À présent, Cesca devait avoir accepté la demande de Reynald. Vagabonds et Theroniens partageraient bientôt leurs ressources à leur bénéfice mutuel, et affronteraient ensemble les adversaires qui menaçaient de les détruire ou de les absorber.
En attendant, Jess dérivait seul dans un océan de gaz évanescents. Les ondes de plasma les plus violentes ou les ouragans ioniques étaient si légers qu’il ne les percevait même pas.
Jess se glissa par une écoutille dans l’une des chambres de traitement situées sous l’habitacle. Les contrôles de routine lui permettaient de passer le temps.
L’élément principal de la nébuleuse, en particulier des tourbillons extérieurs, était l’hydrogène pur. Les écumeurs pompaient le gaz collecté à travers les réacteurs d’ekti à haut rendement.
Selon les relevés des sondes embarquées, il traversait depuis plusieurs jours une concentration de vapeurs composée non seulement d’hydrogène, mais aussi d’hydroxyle et de dioxyde de carbone, ainsi que de traces de monoxyde de carbone et d’oxygène ionisé. Il y avait en outre une présence significative d’eau, chose inhabituelle dans les nuages interstellaires.
Ayant passé sa jeunesse dans les puits de Plumas, Jess était conscient de la valeur de l’eau pour les colonies orbitales.
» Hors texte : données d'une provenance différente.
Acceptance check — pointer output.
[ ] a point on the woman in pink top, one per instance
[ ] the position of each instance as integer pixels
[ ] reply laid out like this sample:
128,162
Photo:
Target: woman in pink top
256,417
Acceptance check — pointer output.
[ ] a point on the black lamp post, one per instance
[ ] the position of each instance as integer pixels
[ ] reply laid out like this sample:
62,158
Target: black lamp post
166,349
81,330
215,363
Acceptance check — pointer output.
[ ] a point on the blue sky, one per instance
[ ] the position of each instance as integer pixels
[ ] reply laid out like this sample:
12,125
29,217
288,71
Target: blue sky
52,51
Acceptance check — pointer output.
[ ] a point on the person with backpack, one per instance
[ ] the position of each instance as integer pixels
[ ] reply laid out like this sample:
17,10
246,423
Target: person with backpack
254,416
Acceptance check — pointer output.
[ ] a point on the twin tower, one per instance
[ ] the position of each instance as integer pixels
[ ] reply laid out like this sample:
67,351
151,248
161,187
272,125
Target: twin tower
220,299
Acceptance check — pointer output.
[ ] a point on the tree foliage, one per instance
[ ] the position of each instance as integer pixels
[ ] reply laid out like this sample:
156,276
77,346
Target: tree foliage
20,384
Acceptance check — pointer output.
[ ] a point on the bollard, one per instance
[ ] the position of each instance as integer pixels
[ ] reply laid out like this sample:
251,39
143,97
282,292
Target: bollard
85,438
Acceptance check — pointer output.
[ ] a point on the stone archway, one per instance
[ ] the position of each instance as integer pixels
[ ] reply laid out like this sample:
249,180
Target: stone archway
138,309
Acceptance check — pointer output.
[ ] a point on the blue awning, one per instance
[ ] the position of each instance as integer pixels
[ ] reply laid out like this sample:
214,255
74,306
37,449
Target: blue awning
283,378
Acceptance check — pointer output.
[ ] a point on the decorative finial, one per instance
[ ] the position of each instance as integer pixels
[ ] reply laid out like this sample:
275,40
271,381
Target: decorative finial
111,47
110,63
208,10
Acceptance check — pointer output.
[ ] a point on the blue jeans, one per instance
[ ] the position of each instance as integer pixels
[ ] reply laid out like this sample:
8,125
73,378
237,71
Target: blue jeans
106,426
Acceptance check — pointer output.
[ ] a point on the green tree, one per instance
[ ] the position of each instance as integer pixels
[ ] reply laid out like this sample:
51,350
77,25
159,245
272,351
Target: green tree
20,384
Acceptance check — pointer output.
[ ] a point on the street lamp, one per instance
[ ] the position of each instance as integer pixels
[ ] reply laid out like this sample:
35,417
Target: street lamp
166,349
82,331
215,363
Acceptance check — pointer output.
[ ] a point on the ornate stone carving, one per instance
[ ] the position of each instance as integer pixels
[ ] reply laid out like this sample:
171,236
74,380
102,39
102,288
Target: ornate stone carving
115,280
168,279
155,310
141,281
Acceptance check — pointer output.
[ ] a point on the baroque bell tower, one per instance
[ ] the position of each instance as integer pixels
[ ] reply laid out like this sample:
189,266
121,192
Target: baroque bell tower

Les Vagabonds l’utilisaient non seulement pour boire, mais aussi à l’intérieur des serres hydroponiques ; on pouvait également l’électrolyser en hydrogène et en oxygène, puis la recombiner en peroxydes, en carburant pour fusée, et même en lubrifiants. Nul ne pouvait se permettre de négliger une telle ressource.
Jess disposait de temps pour réaliser les modifications qu’il voulait ; il reconfigura les filtres moléculaires et bricola un conteneur annexe afin de récolter le nouvel élément. Optimiste et ambitieux, il fabriqua un cylindre de plusieurs centaines de litres, même si, compte tenu de la densité du nuage, il ne récolterait qu’une molécule d’eau ou deux par mètre cube.
Cette besogne garda son esprit occupé, le distrayant du chagrin occasionné par la perte de Cesca.
Jess voguait au milieu des vapeurs légères éclairées par des photons égarés provenant d’étoiles lointaines. Les réacteurs d’ekti ronflaient, avalant des goulées d’hydrogène raréfié, pendant que les distillateurs en extrayaient goutte à goutte l’eau cosmique.
Ainsi que le voulait la tradition des Vagabonds, Jess brodait des motifs claniques sur ses vêtements, entrelaçant des symboles complexes qui représentaient les branches de sa famille. Hélas, celles du clan Tamblyn semblaient avoir été élaguées.
Au cœur de sa solitude, Jess passait des heures assis, à coudre les dessins de mémoire. Si les choses s’étaient déroulées différemment, la chaîne des Tamblyn aurait rejoint celle des Peroni pour former un arc-en-ciel multicolore qui aurait recouvert les poches et les manches de sa combinaison. À présent, le motif de son clan prenait fin avec lui.
À côté des motifs figurant ses oncles, Tasia représentait la seule branche active. Peut-être la poursuivrait-elle. Beaucoup de jeunes Vagabonds seraient ravis de la prendre pour compagne, si elle survivait à son escapade dans l’armée terrienne.
Ah, combien il haïssait les hydrogues ! Ross… Tasia… Cesca… Un jour, la guerre prendrait fin, mais la vie ne serait plus jamais la même. Un jour peut-être, il prendrait un nouveau départ et dessinerait son propre motif selon la nouvelle direction que prendrait sa vie.
Mais pas aujourd’hui. Pas avant longtemps.